Now, as it happens, I did not support the banning of Qaradawi any more than I support the banning of Geert Wilders. I find the man and his views odious, and the spectacle of him being (literally) embraced by Livingstone turned my stomach, as it turned many other people's. But that was merely an embarrassing stunt by a politician, and in any case his reputation never really recovered from it. The way to discredit Qaradawi and his ilk is to defeat their arguments, not to ban them. Bakri, who may well have been involved in inciting terrorism, is another matter. Be that as it may, the Home Office's record when it comes to banning people does not reveal any special solicitude towards radical Muslims or persecution of their opponents. What it does reveal is an attachment to expediency and a lack of interest in such matters of principle as freedom of expression.
The British government has long displayed a pronounced tendency to ban people whom it finds uncongenial or otherwise inconvenient from entering the country. Wilders finds himself in interesting company, alongside the likes of Louis Farrakan, Martha Stewart, Snoop Doggy Dog, the homophobic Reggae singer Sizzla, the former Thai prime minister Thaksin Shinawatra and various animal rights activists.
With Wilders, the decision (imagined as one of principle) would seem particularly hard to justify. The letter sent to the Dutch politician via the British embassy states that his presence of "would threaten community harmony and therefore public security in the UK." What this appears to mean is not that Wilders himself would stir up violence or hatred, but that his opponents would, against him.
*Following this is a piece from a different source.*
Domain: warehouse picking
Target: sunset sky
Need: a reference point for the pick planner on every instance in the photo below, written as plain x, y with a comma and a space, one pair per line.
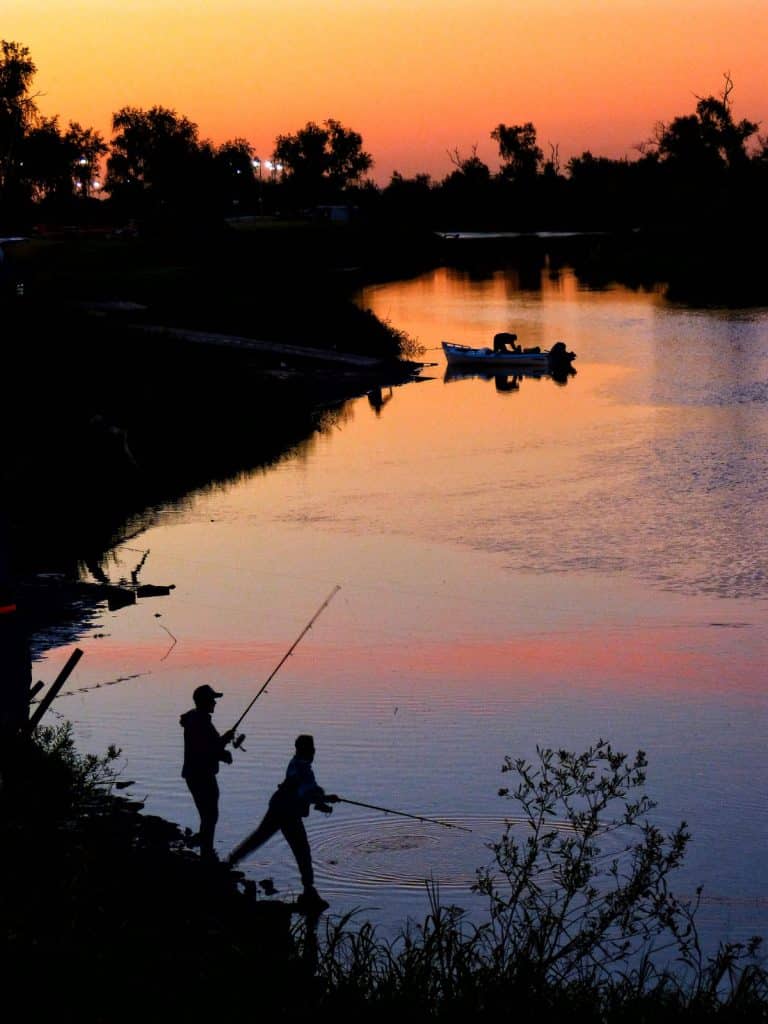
417, 78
In other words, some well, organised, angry Muslims, perhaps mobilised by Lord Ahmed (who had earlier threatened Parliament with ten thousand protestors), would make a lot of noise, and there might be trouble. This would be very inconvenient.
Lord Ahmed, who is currently on bail and facing a jail sentence for causing death by dangerous driving, is happy with the decision, needless to say. "It would be unwise to have him in the UK because this man's presence would cause hatred," the BBC report quotes him as saying. Hatred of Wilders, that is: "When Muslims are attacked obviously you will see people react to that." In the Ahmed view of the world, the presence of Wilders in the UK constitutes an "attack" to which violence is, if not an appropriate response, then certainly an understandable one. Whether or not their decision was taken as a result of his lobbying, the Home Office seems to agree.
Unless they have evidence that terrorists are specifically targeting Wilders, it seems unlikely that the "threat" is at all serious. At most it would necessitate the presence of a few police officers. Wilders was not even due to address a public meeting, merely a small screening of his widely-seen and readily available film Fitna, followed by a "question and answer session" with representatives of the press. There would, in other words, have been ample opportunity for those present, press and Parliamentarians alike, to question Wilders, to point out, if they wished, the ugly undertones that they detected in Fitna. Lord Pearson, who organised the screening, has invited Ahmed to come along - although not, it seems, the ten thousand angry Muslims who apparently look to the peer for their direction.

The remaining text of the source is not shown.